L’article 22 du PI portant sur les transferts de fonds exhorte les États parties à autoriser, conformément à leur législation et à leur réglementation nationales et en dehors de toute fraude, tous les transferts relatifs à un investissement à effectuer librement et sans retard sur leur territoire et en dehors de celui-ci, après paiement des impôts et droits respectifs. Sous réserve du choix de l'investisseur, l’Etat d’accueil autorise les transferts en sa monnaie ou toute autre monnaie librement convertible reconnue par le Fonds monétaire international (FMI), « au taux de change du marché en vigueur à la date du transfert, conformément aux lois et règlements de l'État d'accueil. »

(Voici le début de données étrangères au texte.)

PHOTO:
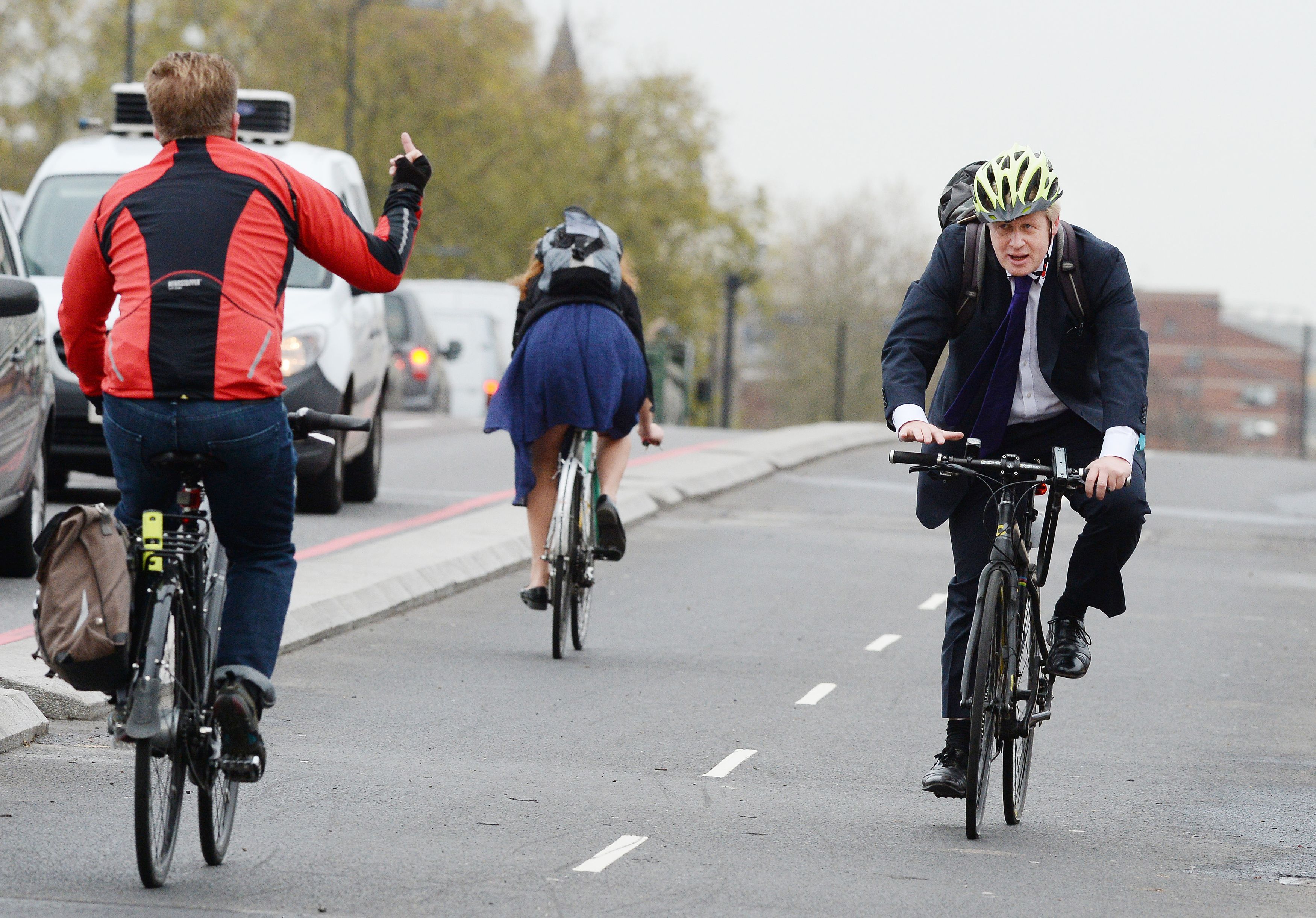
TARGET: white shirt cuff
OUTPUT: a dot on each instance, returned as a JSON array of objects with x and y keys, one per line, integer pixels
[
  {"x": 1120, "y": 442},
  {"x": 906, "y": 414}
]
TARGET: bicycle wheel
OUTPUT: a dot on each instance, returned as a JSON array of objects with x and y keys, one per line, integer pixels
[
  {"x": 216, "y": 805},
  {"x": 1023, "y": 700},
  {"x": 582, "y": 575},
  {"x": 984, "y": 720},
  {"x": 564, "y": 538},
  {"x": 218, "y": 796}
]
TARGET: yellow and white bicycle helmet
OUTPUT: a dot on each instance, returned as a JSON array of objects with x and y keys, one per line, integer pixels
[{"x": 1015, "y": 183}]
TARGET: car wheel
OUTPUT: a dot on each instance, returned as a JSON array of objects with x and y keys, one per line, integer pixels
[
  {"x": 323, "y": 492},
  {"x": 361, "y": 478},
  {"x": 24, "y": 524}
]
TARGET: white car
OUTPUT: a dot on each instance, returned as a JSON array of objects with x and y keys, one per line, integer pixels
[
  {"x": 335, "y": 346},
  {"x": 482, "y": 316}
]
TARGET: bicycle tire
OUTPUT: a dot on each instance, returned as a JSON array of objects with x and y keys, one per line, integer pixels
[
  {"x": 561, "y": 598},
  {"x": 984, "y": 712},
  {"x": 582, "y": 586},
  {"x": 216, "y": 808},
  {"x": 218, "y": 797},
  {"x": 160, "y": 775},
  {"x": 1018, "y": 751}
]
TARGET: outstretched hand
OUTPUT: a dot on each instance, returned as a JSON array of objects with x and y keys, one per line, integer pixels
[
  {"x": 922, "y": 432},
  {"x": 411, "y": 165}
]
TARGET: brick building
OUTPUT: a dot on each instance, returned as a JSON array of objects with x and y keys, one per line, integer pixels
[{"x": 1214, "y": 387}]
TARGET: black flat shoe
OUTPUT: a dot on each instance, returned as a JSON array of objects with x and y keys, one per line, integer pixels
[
  {"x": 613, "y": 538},
  {"x": 1072, "y": 649},
  {"x": 947, "y": 778}
]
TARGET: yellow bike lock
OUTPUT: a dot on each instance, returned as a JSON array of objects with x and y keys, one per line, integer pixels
[{"x": 153, "y": 541}]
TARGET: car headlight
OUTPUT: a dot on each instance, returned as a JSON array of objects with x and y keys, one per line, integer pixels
[{"x": 302, "y": 348}]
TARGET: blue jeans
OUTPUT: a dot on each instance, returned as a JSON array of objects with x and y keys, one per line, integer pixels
[{"x": 252, "y": 501}]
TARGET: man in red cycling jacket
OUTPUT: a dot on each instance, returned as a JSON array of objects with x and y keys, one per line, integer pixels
[{"x": 198, "y": 246}]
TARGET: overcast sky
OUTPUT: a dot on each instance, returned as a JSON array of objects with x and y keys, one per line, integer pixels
[{"x": 1185, "y": 133}]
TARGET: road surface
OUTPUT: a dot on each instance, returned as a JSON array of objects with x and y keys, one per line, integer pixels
[{"x": 441, "y": 763}]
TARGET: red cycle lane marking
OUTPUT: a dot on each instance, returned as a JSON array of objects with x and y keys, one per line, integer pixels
[
  {"x": 18, "y": 635},
  {"x": 414, "y": 523},
  {"x": 462, "y": 508}
]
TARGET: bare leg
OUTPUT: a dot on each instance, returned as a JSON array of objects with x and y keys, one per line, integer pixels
[
  {"x": 613, "y": 464},
  {"x": 539, "y": 503}
]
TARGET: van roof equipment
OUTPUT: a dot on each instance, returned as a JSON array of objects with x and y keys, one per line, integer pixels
[{"x": 266, "y": 116}]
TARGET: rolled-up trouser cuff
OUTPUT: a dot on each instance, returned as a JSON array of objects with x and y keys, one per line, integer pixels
[{"x": 252, "y": 677}]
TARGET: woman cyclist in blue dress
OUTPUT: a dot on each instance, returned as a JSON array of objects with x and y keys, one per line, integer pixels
[{"x": 578, "y": 362}]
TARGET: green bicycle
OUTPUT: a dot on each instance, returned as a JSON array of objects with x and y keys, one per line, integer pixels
[{"x": 570, "y": 548}]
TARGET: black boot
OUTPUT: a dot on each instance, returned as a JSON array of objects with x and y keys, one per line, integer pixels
[
  {"x": 947, "y": 778},
  {"x": 237, "y": 710},
  {"x": 1072, "y": 649},
  {"x": 613, "y": 537}
]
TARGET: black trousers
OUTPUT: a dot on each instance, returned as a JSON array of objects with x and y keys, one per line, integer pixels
[{"x": 1108, "y": 538}]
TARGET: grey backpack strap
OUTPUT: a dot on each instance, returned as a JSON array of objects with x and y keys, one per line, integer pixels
[
  {"x": 970, "y": 275},
  {"x": 1072, "y": 275}
]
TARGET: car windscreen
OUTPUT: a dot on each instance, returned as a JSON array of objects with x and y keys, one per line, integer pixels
[
  {"x": 56, "y": 218},
  {"x": 64, "y": 203},
  {"x": 395, "y": 319}
]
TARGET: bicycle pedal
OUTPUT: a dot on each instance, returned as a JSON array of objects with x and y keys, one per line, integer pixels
[{"x": 243, "y": 768}]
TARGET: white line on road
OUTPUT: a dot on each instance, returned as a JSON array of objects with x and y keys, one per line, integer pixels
[
  {"x": 726, "y": 767},
  {"x": 624, "y": 845},
  {"x": 816, "y": 694},
  {"x": 884, "y": 642}
]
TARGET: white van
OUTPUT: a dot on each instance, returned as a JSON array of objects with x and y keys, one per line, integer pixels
[
  {"x": 335, "y": 346},
  {"x": 482, "y": 316}
]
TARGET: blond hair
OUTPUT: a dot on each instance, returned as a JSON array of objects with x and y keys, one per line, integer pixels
[
  {"x": 191, "y": 95},
  {"x": 536, "y": 267}
]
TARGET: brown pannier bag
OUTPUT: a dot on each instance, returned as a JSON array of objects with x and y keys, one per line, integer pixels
[{"x": 85, "y": 599}]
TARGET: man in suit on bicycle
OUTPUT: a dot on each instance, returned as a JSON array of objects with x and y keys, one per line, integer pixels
[{"x": 1024, "y": 375}]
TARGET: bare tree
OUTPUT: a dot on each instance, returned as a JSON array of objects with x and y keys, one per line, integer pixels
[{"x": 848, "y": 264}]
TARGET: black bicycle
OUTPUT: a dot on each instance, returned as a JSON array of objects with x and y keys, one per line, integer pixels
[
  {"x": 1006, "y": 685},
  {"x": 178, "y": 604}
]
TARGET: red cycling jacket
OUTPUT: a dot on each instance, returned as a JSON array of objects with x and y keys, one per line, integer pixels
[{"x": 198, "y": 246}]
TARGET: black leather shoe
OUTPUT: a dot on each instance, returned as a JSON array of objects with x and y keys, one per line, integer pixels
[
  {"x": 613, "y": 537},
  {"x": 1072, "y": 649},
  {"x": 947, "y": 778}
]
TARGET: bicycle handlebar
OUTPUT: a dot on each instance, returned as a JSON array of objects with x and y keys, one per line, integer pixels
[
  {"x": 305, "y": 421},
  {"x": 1006, "y": 464}
]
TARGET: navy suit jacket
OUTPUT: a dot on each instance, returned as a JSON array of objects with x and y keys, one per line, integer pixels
[{"x": 1101, "y": 371}]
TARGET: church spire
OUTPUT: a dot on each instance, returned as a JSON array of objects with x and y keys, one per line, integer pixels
[{"x": 564, "y": 77}]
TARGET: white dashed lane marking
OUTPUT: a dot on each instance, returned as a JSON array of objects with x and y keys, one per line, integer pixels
[
  {"x": 884, "y": 642},
  {"x": 816, "y": 694},
  {"x": 624, "y": 845},
  {"x": 726, "y": 767}
]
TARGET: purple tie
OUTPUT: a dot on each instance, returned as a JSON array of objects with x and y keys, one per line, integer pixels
[{"x": 995, "y": 375}]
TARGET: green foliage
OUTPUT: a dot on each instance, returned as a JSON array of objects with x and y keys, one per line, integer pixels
[{"x": 510, "y": 153}]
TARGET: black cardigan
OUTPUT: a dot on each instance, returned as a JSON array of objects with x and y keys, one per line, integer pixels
[{"x": 624, "y": 303}]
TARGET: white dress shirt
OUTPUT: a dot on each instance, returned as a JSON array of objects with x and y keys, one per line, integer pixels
[{"x": 1034, "y": 398}]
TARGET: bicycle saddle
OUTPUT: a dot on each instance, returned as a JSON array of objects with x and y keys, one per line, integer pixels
[{"x": 187, "y": 462}]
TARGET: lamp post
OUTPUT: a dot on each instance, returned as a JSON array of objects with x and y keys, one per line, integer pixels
[
  {"x": 350, "y": 70},
  {"x": 734, "y": 283},
  {"x": 129, "y": 41}
]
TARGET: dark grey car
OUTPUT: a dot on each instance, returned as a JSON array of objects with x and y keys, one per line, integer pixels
[
  {"x": 416, "y": 374},
  {"x": 27, "y": 409}
]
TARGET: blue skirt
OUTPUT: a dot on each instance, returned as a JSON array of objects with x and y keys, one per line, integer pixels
[{"x": 578, "y": 365}]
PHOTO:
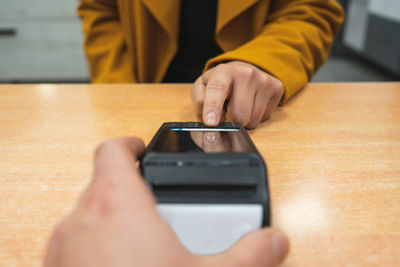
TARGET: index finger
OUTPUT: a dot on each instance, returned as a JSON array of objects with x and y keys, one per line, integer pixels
[{"x": 218, "y": 87}]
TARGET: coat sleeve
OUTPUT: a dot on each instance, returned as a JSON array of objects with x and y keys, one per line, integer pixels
[
  {"x": 294, "y": 42},
  {"x": 106, "y": 51}
]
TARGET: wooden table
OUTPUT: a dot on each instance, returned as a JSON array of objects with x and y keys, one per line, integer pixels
[{"x": 333, "y": 155}]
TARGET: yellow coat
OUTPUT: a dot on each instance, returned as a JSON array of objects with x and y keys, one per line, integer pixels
[{"x": 136, "y": 40}]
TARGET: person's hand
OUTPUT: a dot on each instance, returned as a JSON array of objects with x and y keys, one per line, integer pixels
[
  {"x": 252, "y": 93},
  {"x": 116, "y": 223}
]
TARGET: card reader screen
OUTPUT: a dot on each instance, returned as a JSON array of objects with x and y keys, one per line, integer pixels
[{"x": 202, "y": 140}]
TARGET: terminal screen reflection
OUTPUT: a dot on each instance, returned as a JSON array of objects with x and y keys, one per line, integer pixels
[{"x": 202, "y": 140}]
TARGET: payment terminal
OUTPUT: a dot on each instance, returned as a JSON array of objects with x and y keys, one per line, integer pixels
[{"x": 210, "y": 183}]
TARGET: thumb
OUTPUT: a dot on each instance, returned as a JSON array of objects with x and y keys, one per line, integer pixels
[{"x": 266, "y": 247}]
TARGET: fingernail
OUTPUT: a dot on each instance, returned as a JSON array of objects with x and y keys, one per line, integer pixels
[
  {"x": 280, "y": 244},
  {"x": 211, "y": 137},
  {"x": 211, "y": 118}
]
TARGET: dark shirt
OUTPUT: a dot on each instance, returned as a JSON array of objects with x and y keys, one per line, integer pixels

Des barrières aux transferts de fonds restent possibles en cas de déficit grave de la balance des paiements ou de difficultés financières extérieures, ou dans des circonstances exceptionnelles, lorsque les mouvements de capitaux causent ou menacent de causer de graves difficultés économiques ou financières dans l'État partie concerné.

Le PI prend en compte les questions liées au développement durable (investissement durable) et exige des États parties qu’ils assurent la protection de l'environnement, du travail et des consommateurs. Les investissements doivent aller dans le sens d’atténuer les émissions de gaz à effet de serre et les mesures d'adaptation aux effets négatifs du changement climatique ou de soutenir une transition juste et équitable dans des secteurs tels que les énergies renouvelables, les véhicules à faible consommation d'énergie et les énergies renouvelables.

Il est question aussi de nouveaux régimes d'investissement, tels que les zones économiques spéciales à faible ou à zéro émission de carbone ou à faible teneur ou à teneur nulle en carbone.

UNE AGENCE POUR L’INVESTISSEMENT INTRA-AFRICAIN

L’article 42 porte création de l'Agence panafricaine du commerce et de l'investissement en tant qu'institution technique du Secrétariat de la ZLECAf. Cette agence a pour mission d’assister les États parties, leurs agences de promotion des investissements et leur secteur privé en mobilisant des ressources financières, en encourageant le développement des entreprises et en fournissant un soutien technique et autre pour la promotion et la facilitation des investissements dans les pays en développement.

CONTENTIEUX DES INVESTISSEMENTS

L’article 46 sur le règlement des litiges liés à l’investissement dispose qu’en cas de différend entre un investisseur d'un État partie et un État d'accueil concernant une violation présumée du PI, l'investisseur et l'État d'accueil s'efforcent d'abord de régler le différend à l'amiable par des consultations, des négociations, la conciliation ou d'autres mécanismes de règlement des différends à l'amiable disponibles dans l'État d'accueil. S’ils ne parviennent pas à résoudre à l'amiable le différend, ils peuvent chercher à résoudre ce différend conformément à la procédure de prévention des différends et de gestion des griefs par un organe désigné pour la réception des plaintes et de leur suivi.

Une annexe au PI est prévue pour le règlement des litiges qui n’auront pas pu être évités.